While the future of a bill meant to address pressing concerns in the
auto insurance system is unknown, the issues persist, and drivers are
still in need of cost-saving solutions, says Toronto personal injury
lawyer Peter Cho.
The Liberal government’s Bill 171, the Fighting Fraud and Reducing Automobile Insurance Rates Act, passed
second reading in April, and proposed making several changes to the
auto insurance dispute resolution system. The bill is now effectively
dead as the legislature has dissolved for the June 12 election.
Cho, associate with Smitiuch Injury Law,
said he’s glad to see Bill 171 go by the wayside, but as long as auto
insurance rates remain an issue in Ontario, another version of the bill
is likely to be presented in the near future.
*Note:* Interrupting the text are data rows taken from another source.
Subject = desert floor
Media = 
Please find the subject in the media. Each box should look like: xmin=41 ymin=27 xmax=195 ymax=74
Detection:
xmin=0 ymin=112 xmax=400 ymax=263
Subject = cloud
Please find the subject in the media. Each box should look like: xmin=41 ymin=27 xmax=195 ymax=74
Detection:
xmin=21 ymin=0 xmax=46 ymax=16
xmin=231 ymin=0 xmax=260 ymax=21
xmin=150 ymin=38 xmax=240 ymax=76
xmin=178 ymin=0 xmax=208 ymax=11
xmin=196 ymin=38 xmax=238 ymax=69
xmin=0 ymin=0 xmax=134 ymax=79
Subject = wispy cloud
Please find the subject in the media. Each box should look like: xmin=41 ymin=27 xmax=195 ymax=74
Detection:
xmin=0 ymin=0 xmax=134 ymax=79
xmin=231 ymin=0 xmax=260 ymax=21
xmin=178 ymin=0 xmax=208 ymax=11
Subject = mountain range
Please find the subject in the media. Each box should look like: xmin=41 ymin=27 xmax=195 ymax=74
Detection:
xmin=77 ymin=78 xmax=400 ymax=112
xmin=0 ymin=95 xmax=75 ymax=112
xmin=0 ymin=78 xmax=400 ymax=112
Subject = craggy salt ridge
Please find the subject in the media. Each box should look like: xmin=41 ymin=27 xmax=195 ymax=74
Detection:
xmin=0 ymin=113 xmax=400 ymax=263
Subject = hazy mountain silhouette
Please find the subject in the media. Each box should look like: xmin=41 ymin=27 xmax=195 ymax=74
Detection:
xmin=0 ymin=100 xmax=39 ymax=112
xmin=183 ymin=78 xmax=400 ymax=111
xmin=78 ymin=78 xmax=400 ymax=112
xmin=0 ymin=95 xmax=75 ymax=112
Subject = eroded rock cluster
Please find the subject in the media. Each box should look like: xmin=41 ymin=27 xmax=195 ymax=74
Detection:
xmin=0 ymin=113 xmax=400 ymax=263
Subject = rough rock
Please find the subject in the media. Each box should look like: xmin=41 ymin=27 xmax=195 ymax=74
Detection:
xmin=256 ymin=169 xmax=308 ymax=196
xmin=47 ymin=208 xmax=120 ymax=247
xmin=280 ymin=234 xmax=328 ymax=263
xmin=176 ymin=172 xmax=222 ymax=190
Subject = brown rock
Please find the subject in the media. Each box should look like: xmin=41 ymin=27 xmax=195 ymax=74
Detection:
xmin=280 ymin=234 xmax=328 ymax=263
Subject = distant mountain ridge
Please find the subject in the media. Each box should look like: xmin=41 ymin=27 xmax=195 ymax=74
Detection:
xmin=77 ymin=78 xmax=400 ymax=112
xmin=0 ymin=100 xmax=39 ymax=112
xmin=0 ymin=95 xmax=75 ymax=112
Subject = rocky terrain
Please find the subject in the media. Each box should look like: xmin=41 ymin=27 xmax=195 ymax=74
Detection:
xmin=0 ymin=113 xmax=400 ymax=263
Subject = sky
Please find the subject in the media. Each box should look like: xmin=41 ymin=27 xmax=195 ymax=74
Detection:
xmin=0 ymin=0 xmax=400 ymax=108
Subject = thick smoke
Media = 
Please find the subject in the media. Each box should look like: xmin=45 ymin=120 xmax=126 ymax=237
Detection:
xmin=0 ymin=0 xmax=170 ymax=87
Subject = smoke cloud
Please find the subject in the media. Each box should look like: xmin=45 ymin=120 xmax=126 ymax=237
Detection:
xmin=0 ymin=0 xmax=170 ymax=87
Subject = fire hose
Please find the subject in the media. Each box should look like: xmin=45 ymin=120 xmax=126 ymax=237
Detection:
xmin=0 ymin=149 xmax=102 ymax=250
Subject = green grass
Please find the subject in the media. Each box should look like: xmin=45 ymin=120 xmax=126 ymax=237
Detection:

The bill looked to name the Licence Appeal Tribunal as the new
location for the dispute resolution section of the Financial Services
Commission of Ontario (FSCO) – a move that would raise serious concerns
for drivers, said Cho.
“A major concern with respect to this shift would be whether it would
lead to further backlog and delay in having disputes resolved
effectively. This has been a challenge facing the Ontario accident
benefits regime for many years,” said Cho.
“A second concern, and equally significant, is that FSCO arbitrators,
who have significant knowledge and experience in making decisions on
accident benefits disputes, would be replaced with per diem arbitrators
who do not possess the same level of expertise and knowledge of the
Ontario accident benefits regime.
“At this stage, there are not enough facts about how the Licence
Appeal Tribunal would operate, but my concern is how this change would
impact Ontario drivers and specifically those currently involved in
disputes with their insurers as they may be facing additional delays and
potentially a new set of rules and procedures with the Licence Appeal
Tribunal.”
The bill also proposed repealing sections of the Insurance Act that
would stipulate that no person may bring a proceeding in any court with
respect to a dispute over statutory accident benefits, “other than an
appeal from a decision of the Licence Appeal Tribunal or an application
for judicial review.” The impact of such a change “cannot be
overstated,” said Cho.
“I anticipate that there would be great resistance and a strong
response to this type of change from the legal community as well as from
Ontario drivers as it restricts access to justice,” he said.
“By removing the right for someone to bring an accident benefits
dispute into the court system, it denies the individual their inherent
right to have their dispute heard before a local judge to decide an
issue. This type of change confines an individual to a specific set of
rules and procedures established by the Licence Appeal Tribunal and also
eliminates the ability to proceed with punitive and exemplary damages
where they may be appropriate.”
The amendment would “remove accountability for an insurer’s actions,” said Cho.
“Bill 171 would also impact access to justice due to the change in
the calculation of pre-judgment interest,” he said. “The proposed change
in the legislation would set an interest rate based on the Courts of
Justice Act, resulting in a drop from 5 per cent to 1.3 per cent per
annum. The current SABS rate is 1 per cent compounded monthly. As such,
insurance companies will find little incentive to settle with an injured
party at an earlier stage.”
Despite the uncertain future of Bill 171, Cho said the issues are
worth discussing because they’re bound to resurface in the legislature.
“There needs to be a better dialogue between representatives of
Ontario drivers and the insurance companies,” said Cho. “As it currently
stands, there is an imbalance of power in the automobile insurance
industry. The near introduction of Bill 171 and its sweeping changes
without much public debate is evidence of this.”